One day after the test trial of passive avoidance test, mice were anesthetized with Zoletil 50® (10 mg/kg, i.m.) and then perfused transcardially with a 100 mM phosphate buffer (pH 7.4) followed by ice-cold 4% paraformaldehyde. The brains of the mice were removed and post-fixed in a phosphate buffer (50 mM, pH 7.4) containing 4% paraformaldehyde overnight, then immersed in a 30% sucrose solution (in 50 mM phosphate-buffered saline, PBS), and stored at 4 °C until sectioned. The frozen brains were coronally sectioned on a cryostat at 30 μm and then stored in a storage solution (30% ethylene glycol, 30% glycerin, and 20 mM phosphate buffer) at 4 °C. Hippocampal sections were collected based on the mouse brain atlas.

After the sections were mounted onto gelatin-coated slides, they were stained with 0.5% cresyl violet, dehydrated through graded alcohols (70, 80, 90, and 100% × 2), placed in xylene, and covered with a coverslip after the addition of Histomount media. The number of cells in selected regions (medial CA1, mCA1; dorsal CA1, dCA1; CA2; cortex) were determined using a computerized image analysis system (Leica Microsystems AG, Wetzlar, Germany). The cells were counted in six sections by every eight sections interval (total 48 sections) per animal by a person blind to the treatment group, and the average cell count per section was computed. The degree of damage by the Nissl staining after ischemia was semiquantitatively scored from 0 to 3 (0, normal; 1, <30% of the neurons were irreversibly damaged; 2, 30–60% of the neurons were irreversibly damaged; 3, 60–100% of the neurons were irreversibly damaged).

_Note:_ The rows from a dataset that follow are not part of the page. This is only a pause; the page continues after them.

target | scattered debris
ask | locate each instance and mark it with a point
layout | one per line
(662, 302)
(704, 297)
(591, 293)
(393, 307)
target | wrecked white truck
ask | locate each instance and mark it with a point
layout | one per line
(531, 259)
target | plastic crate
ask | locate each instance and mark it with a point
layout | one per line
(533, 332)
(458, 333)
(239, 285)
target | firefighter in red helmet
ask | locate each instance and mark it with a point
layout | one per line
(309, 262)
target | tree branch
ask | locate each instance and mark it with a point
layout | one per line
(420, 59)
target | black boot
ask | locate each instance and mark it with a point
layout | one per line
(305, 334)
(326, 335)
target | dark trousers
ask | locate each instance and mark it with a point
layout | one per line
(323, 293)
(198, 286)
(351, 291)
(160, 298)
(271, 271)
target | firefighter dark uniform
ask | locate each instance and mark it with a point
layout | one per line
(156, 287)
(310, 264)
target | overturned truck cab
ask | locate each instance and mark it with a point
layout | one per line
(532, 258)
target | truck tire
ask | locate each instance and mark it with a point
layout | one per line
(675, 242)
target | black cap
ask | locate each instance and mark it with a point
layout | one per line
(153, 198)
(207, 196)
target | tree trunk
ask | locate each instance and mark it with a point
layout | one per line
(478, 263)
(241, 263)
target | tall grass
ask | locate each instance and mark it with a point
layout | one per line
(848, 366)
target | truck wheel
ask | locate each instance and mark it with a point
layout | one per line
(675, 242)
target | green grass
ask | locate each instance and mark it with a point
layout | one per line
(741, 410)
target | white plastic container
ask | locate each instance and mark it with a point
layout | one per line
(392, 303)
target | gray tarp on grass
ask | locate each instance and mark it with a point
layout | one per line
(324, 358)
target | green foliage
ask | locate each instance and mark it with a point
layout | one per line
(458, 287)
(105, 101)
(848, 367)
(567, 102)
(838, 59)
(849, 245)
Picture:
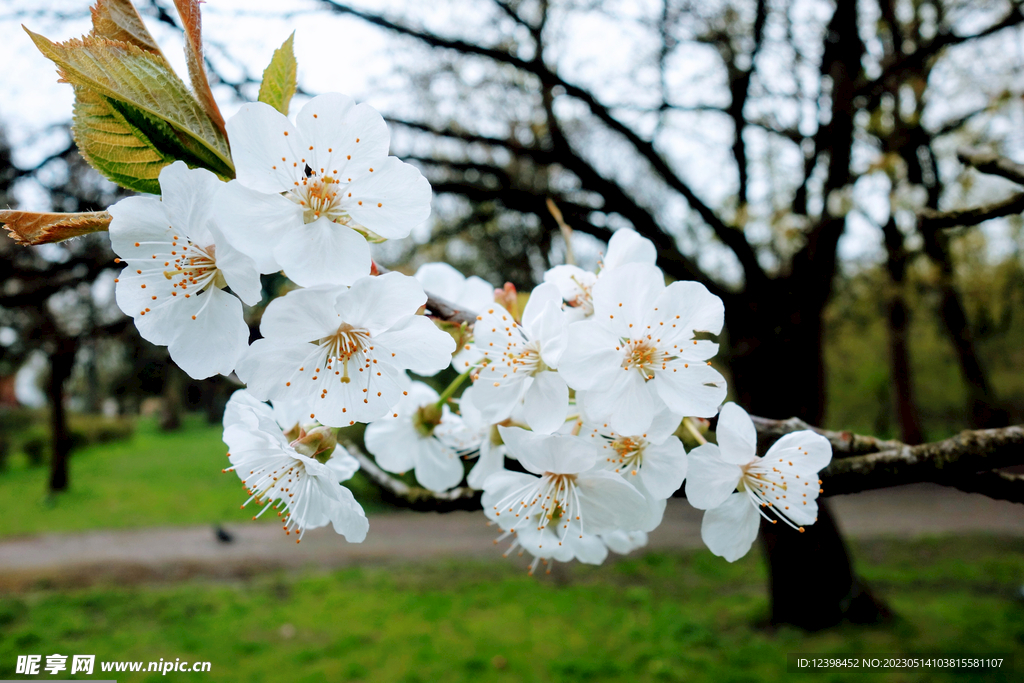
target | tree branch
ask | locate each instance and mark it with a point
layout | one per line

4.14. Statistical Analysis

Statistical analysis was performed by Student’s t-test using Microsoft Excel 2016 (Microsoft Corporation, Redmond, WA, USA). All experiments were carried out in triplicate on three individual days and are expressed as the mean ± standard deviation (SD). Results of Nissl staining and passive avoidance test were analyzed using one-way ANOVA (GraphPad Prism ver. 9). Data are expressed as the mean ± SD with raw data. * p < 0.05.